Renaissance Theater, 2020

Vom Wunderknaben zum großen Schauspieler

In der monatlichen Tradition des Literarischen Salons im Renaissance Theater stand an diesem Oktobersonntag der Schauspieler Curt Bois im Mittelpunkt der charmanten und lebhaften schauspielerischen Präsentation von Maria Hartmann und Udo Samel. Spannend und faszinierend holte Maria Hartmann den von vielen vielleicht vergessenen Komiker und Schauspieler – 1901 in Berlin geboren, im Milieu von Bühnenkünstlern und Journalisten aufgewachsen und geprägt, 1991 auf dem Willmersdorfer Friedhof beigesetzt – in die Gegenwart zurück.
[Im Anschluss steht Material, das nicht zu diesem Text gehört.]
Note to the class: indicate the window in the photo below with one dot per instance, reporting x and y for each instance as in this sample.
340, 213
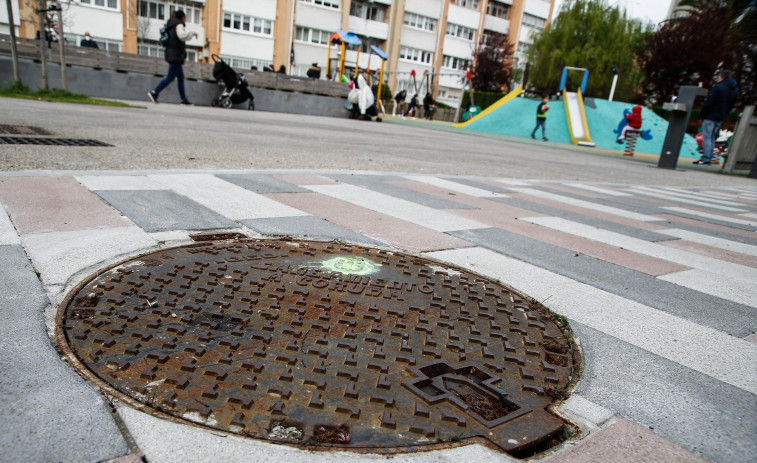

Liebevoll ließen die beiden Gastgeber einen Mann wiederauferstehen, den nicht erlebt zu haben, wohl mancher in dieser Matinee mit großem Bedauern empfand – aber noch ist er in den letzten seiner vielen Filme zu sehen, “Im Himmel über Berlin”, “Das Boot ist voll”, ein Emigrantenschicksal oder in dem Dokumentarfilm “Gedächtnis”, ein Doppelporträt über Curt Bois und Bernhard Minetti – wobei sich diese beiden Männer nun wohl gar nicht grün waren…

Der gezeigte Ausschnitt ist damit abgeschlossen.